Um dos autores do plano de urbanização do bairro do Restelo, Nuno Teotónio Pereira, considera “uma aberração” a igreja que ali começou a ser construída na terça-feira. Para este arquitecto, a gravidade do caso deveria levar a Câmara de Lisboa a mandar parar a obra e a exigir outro projecto.

Desenhada pelo arquitecto Troufa Real, a nova igreja do Restelo inclui uma torre de cem metros de altura em forma de minarete e uma paleta cromática ousada, com paredes pintadas de dourado, vermelho, verde e cor-de-laranja. O edifício tem, num dos lados, a forma bojuda de um barco assente numas cornucópias que imitam ondas, numa alusão à época dos descobrimentos.

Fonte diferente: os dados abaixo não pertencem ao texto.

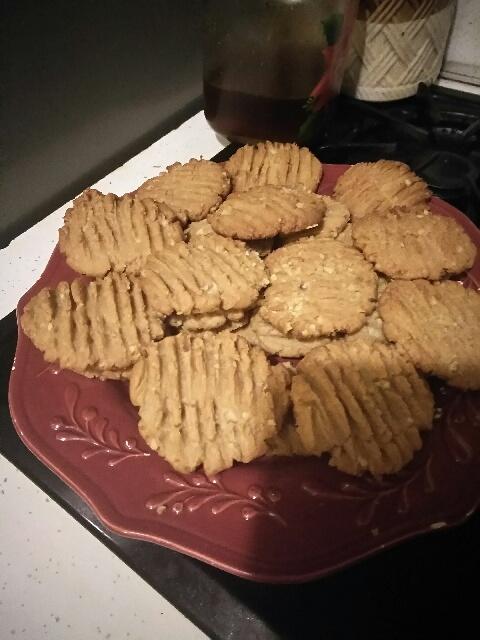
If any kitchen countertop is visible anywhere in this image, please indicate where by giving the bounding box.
[0,112,226,640]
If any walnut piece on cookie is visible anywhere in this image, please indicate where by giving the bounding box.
[139,235,268,316]
[136,159,230,224]
[260,238,377,340]
[208,185,326,240]
[59,189,183,277]
[282,195,350,244]
[224,141,323,191]
[20,273,164,378]
[292,341,434,476]
[336,222,353,247]
[130,333,277,476]
[378,280,480,389]
[334,160,431,221]
[352,207,477,280]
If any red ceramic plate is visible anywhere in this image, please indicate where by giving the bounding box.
[10,165,480,583]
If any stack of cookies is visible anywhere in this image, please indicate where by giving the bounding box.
[21,142,480,476]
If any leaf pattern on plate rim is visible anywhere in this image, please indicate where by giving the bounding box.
[145,472,287,527]
[50,383,151,467]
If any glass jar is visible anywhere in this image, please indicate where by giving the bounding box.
[203,0,358,143]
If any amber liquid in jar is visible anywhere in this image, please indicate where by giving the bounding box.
[203,0,356,143]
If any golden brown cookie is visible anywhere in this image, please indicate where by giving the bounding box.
[168,310,248,332]
[260,239,377,340]
[59,189,183,276]
[335,160,431,220]
[238,302,386,358]
[238,310,330,358]
[130,333,276,476]
[352,208,477,280]
[282,196,350,244]
[268,364,293,430]
[292,341,434,476]
[136,160,230,222]
[185,218,273,258]
[140,235,268,316]
[208,185,326,240]
[378,280,480,389]
[225,141,323,191]
[21,273,164,378]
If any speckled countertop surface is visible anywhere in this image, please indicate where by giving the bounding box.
[0,112,224,640]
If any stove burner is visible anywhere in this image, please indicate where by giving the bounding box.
[313,86,480,224]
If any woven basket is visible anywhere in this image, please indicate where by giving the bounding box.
[343,0,456,101]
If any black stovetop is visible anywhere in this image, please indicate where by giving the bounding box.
[0,90,480,640]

Autor de várias igrejas – uma das quais, a do Sagrado Coração de Jesus, em Lisboa, classificada como monumento nacional –, Teotónio Pereira não tem dúvidas sobre a obra que está a nascer no Restelo: “Ofende de forma muito grave a paisagem urbana e os princípios basilares da arquitectura contemporânea.”

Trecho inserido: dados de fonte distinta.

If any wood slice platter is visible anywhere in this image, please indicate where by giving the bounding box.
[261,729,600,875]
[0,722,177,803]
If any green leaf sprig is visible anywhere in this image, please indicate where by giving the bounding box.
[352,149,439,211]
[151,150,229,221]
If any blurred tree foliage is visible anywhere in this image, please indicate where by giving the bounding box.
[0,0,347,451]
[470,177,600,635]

No seu entender, o projecto está completamente desenquadrado do conjunto urbano que planeou juntamente com Nuno Portas, nos anos 70, e, se for por diante, vai descaracterizar toda a encosta que se estende até ao rio. “Pela sua dimensão excessiva para as necessidades do local e pelo seu custo, nunca acreditei que fosse construído”, admite. “E, do ponto de vista da arquitectura religiosa, parece-me um completo disparate. A arquitectura das igrejas deve pautar-se pela pureza de formas e pela beleza”.

“Espanta-me por isso que o patriarcado e a própria câmara tenham consentido na sua construção”, prossegue. “A câmara deveria estar vigilante e defender os interesses da cidade”.

Movimento de opinião

Teotónio Pereira ressalva que lhe custa estar a criticar a obra de um colega – até porque partilha do princípio de que a liberdade de criação dos arquitectos não deve ser limitada. “Mas, perante este caso, não posso ficar em silêncio”, observa. “Devia formar-se um grande movimento de opinião para impedir esta obra”.

O PÚBLICO tentou perceber os meandros da aprovação deste projecto, cujos passos decisivos foram dados nos mandatos de João Soares e de Santana Lopes. Mas a consulta do respectivo processo camarário não foi esclarecedora. Tentámos, igualmente, chegar à fala quer com Troufa Real, quer com a vereadora de Santana Lopes que aprovou o projecto de arquitectura, Eduarda Napoleão, sem sucesso. Igualmente infrutíferas foram as tentativas para obter declarações por parte do actual vereador do Urbanismo, o arquitecto Manuel Salgado.

Em 2007, a propósito da escultura de Rui Chafes que o escritório de advogados de José Manuel Júdice colocou em frente à sua sede, na Avenida da Liberdade, o presidente da autarquia, António Costa, mostrou-se de acordo com uma sugestão do PCP para a constituição de uma comissão municipal de estética. Este organismo serviria para evitar a profusão de “mamarrachos”. A comissão, que de resto se destinava apenas à arte pública, acabou por não vingar.

Processo pouco claro

Apesar do seu exotismo, o projecto da igreja de Troufa Real para o Restelo foi apreciado pelos técnicos camarários como se de outro qualquer se tratasse. Não há, no processo consultado ontem pelo PÚBLICO na Câmara de Lisboa, qualquer referência dos técnicos nem à torre de cem metros, nem tão-pouco às cores a usar ou ao facto de a igreja ter a forma de um barco com ondas por baixo. Os funcionários apenas repararam em questões menores, como o número de lugares de estacionamento ou as taxas de construção a pagar pela igreja à autarquia. E estas, no valor de 198 mil euros, foram perdoadas, dada a finalidade da obra.